Thanks for this ask! I’ve always wanted to examine how Alice might feel about the way the Totsuki Network is structured as a mother.
Nakiri Alice heaved an enormous sigh as she read the memo from her assistant, who had been taking the minutes at the last board meeting. Her precious spawn was barely ten months old, and already he’d been ousted from half his inheritance.
Now that Erina had a son of her own—presumably one who had inherited her god tongue—he was suddenly the “natural heir” of the Totsuki Network. The board put it to a vote and decided that when he came of age, Raiden would get the academy and the hotels and the Nakiri Group’s diverse portfolio of investments, and of course neither Erina nor her grandfather had done anything to contradict them.
“You’re thinking too much about it,” Ryou told her as she paced up and down the kitchen waiting for the formula to finish.
“It’s not too much.” She glanced a him, half-pouty and half-pissed. “You should be more concerned that they’re cheating our son!”
The dark haired chef shrugged at his wife’s tirade. “Does it matter so much about the estate when you’re all rich?”
“It’s not about the money,” Alice huffed. “It’s the principle of the thing. They just assume that any child of Erina’s will automatically be more competent than a child of mine. It’s completely unfair to him!”
“What’s there to do about it now?” her husband asked.

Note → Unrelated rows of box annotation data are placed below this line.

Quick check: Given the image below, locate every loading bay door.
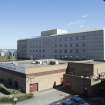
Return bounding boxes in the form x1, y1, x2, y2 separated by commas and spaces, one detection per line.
30, 83, 38, 92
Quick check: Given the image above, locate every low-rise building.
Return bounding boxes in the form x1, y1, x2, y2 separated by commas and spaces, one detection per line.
0, 61, 67, 93
63, 60, 105, 95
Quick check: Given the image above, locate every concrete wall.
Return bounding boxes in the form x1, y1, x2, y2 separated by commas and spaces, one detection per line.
26, 72, 64, 93
94, 63, 105, 77
0, 68, 26, 92
63, 74, 91, 94
17, 30, 104, 60
66, 63, 93, 77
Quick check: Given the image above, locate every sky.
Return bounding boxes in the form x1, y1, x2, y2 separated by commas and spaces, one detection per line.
0, 0, 105, 48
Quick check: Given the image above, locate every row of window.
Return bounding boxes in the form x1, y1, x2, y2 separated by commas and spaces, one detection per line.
30, 49, 86, 53
54, 43, 86, 47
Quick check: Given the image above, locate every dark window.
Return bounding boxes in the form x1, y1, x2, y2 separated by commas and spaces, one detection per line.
64, 49, 67, 53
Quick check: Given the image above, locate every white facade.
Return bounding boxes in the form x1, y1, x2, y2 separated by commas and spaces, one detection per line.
17, 29, 105, 60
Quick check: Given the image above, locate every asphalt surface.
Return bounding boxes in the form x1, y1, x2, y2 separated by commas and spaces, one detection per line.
0, 89, 69, 105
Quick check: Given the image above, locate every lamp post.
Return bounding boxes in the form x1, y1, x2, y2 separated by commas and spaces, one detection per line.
10, 95, 18, 105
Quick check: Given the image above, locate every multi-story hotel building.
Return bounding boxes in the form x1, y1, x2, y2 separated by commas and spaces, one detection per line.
17, 29, 105, 60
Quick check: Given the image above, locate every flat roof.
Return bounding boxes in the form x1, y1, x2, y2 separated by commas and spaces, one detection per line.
18, 27, 105, 41
69, 60, 105, 64
0, 61, 67, 74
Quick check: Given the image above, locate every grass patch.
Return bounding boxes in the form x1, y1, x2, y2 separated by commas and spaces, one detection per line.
0, 94, 33, 103
0, 84, 33, 103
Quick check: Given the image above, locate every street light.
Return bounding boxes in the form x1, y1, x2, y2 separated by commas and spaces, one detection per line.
10, 95, 18, 105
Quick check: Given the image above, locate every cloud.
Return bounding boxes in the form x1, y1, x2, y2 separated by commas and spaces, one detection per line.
68, 19, 86, 26
81, 14, 88, 18
80, 25, 85, 28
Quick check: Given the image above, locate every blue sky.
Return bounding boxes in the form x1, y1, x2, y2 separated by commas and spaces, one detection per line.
0, 0, 105, 48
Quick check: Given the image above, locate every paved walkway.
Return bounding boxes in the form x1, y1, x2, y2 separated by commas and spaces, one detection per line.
0, 89, 69, 105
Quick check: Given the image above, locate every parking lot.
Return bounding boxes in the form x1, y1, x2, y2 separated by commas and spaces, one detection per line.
0, 89, 69, 105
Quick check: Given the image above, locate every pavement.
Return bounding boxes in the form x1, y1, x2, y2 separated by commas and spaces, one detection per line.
0, 89, 70, 105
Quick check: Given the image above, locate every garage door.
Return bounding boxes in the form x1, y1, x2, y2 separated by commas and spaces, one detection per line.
30, 83, 38, 92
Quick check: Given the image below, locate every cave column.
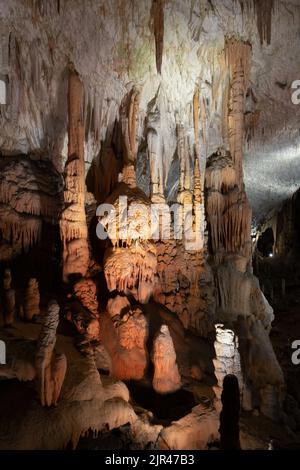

“I don’t know,” she said with a sigh. “I’m not gonna complain to Erina about the estate while she’s busy with her newborn.” That would be utterly obnoxious, even by her standards.
“I think the formula is done,” Ryou pointed out.
Alice sighed. “I’ll finish my declaration of outrage later.”
She finished making the bottle and went upstairs, where she found her son waking from a restless sleep. The fever—which had kept her in Denmark, while she’d otherwise be cursing out the board in Tokyo—had made him so lethargic.
“My spawn,” she said, lifting him up. The infant gazed at Alice lazily with ruby eyes that matched her own. “This is utter nonsense, you know. In ten or fifteen years, they’re all going to figure out that you’re a genius. But I know it now.”
She closed her eyes, sighing, and rested her forehead against Erik’s. In that moment, she hoped that he would be easy-going—even more so than his mother was. She hoped that he would have the ability to lead, but no desire to do so—that he and his cousin would never take interest in the same things.
She knew from experience that life would be far easier on him that way.